8
Yorum
0
Beğeni
5,0
Puan
1354
Okunma

Hüzün sokağı müdavimi olanlara ithafen yazılmıştır.....
Bugün Hüzün sokağına düştü yine yolum,
sık sık uğramaya başladım zaten bu sokağa,
müdavimi oldum.
O sokak dev bir mıknatıs,
bacaklarımda kilolarca demir yüklü sanki,
çekiyor beni her an kendine Hüzün sokağı.
Hep hüzün sokağındayım,
bir gün alkolik olacağım, korkuyorum.
Bu sokak çok kalabalık/ belli ki herkes hüzünlü,
lokantalar/ barlar silme dolu,
herkes kapmış bir sevgili, doldurmuşlar lokantaları,barları,
Birde Hüzün sokağının adına yaraşır hüzünlü türküleri,
kafamı dağıtır.
Bir kadeh kesmiyor beni,
unutmak için dertleri, dikiyorum kafaya sayısız kadehleri.

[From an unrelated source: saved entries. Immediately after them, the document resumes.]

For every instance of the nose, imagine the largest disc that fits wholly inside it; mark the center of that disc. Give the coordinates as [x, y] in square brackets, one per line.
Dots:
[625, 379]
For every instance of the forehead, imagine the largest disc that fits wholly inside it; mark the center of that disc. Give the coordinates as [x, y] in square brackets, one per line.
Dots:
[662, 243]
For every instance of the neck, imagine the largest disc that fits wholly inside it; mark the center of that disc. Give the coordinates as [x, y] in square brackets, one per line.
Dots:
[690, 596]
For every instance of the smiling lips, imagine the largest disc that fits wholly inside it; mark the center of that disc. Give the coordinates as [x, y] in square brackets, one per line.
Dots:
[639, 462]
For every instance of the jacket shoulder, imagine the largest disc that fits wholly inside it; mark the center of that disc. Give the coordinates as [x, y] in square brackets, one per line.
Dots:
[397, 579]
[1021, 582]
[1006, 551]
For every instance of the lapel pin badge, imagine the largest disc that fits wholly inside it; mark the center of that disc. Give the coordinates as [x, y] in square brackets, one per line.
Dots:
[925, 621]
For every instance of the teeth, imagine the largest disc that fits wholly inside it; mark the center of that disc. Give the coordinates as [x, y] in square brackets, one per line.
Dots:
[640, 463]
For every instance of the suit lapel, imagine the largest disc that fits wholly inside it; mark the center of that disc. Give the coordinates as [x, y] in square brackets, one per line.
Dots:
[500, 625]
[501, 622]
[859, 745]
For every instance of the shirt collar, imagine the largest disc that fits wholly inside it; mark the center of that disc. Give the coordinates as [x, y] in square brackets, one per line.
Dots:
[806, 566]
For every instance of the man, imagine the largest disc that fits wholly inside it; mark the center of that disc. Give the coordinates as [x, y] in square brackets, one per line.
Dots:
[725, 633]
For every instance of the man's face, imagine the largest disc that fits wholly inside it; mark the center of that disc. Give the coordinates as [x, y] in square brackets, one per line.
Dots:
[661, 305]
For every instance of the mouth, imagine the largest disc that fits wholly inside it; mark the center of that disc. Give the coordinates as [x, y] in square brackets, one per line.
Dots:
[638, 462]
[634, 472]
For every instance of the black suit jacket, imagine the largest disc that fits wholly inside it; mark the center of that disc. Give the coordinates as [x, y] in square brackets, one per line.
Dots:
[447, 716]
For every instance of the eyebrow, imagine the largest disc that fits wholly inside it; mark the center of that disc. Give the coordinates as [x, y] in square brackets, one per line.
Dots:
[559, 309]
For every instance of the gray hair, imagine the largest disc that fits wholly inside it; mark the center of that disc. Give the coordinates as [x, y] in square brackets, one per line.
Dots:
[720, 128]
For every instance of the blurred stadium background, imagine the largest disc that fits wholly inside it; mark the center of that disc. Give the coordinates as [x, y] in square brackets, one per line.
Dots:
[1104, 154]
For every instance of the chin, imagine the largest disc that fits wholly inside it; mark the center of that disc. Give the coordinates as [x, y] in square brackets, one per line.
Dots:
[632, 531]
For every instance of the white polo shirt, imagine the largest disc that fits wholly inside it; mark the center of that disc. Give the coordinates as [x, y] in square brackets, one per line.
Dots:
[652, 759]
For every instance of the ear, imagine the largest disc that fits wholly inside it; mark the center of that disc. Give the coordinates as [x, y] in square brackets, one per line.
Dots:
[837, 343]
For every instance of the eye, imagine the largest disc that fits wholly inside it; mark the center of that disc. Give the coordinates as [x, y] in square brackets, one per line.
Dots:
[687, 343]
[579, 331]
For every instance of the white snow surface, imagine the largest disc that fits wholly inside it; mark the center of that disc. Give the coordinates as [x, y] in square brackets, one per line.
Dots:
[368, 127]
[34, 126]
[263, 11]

Bu nasıl derttir/ kadehler bitiyor unutamıyorum,
bu nasıl yaradır/ nasıl sevdadır,
kapanmıyor dert dolu sayfalarım.
Kalmadı gitmediğim doktor/ Lokman hekim,
Doktora derdimi anlattım o benden dertli,
Lokman hekim yok aşk hastalığının bulunamadı ilacı diyor.
Büyü var diyerek inanmadığım halde büyücüye gidiyorum,
sende büyü var/ ver para çözeyim diyor sahtekar.
Yok yok işte yok bir çare,
bu gidişle Hüzün sokağına kuracağım çadırımı,
uzaktan uzaktan dinleyeceğim barlardan gelen ezgileri,
yanıma bir nebze derdimi hafifleten bir kaç şişe bira,
birazda çerez alacağım.
Cepte de fazla para yok kahretsin,
Bira beni içecek/ çerezler beni yiyecek,
Gün gelecek bu aşık Hüzün sokağında ölecek.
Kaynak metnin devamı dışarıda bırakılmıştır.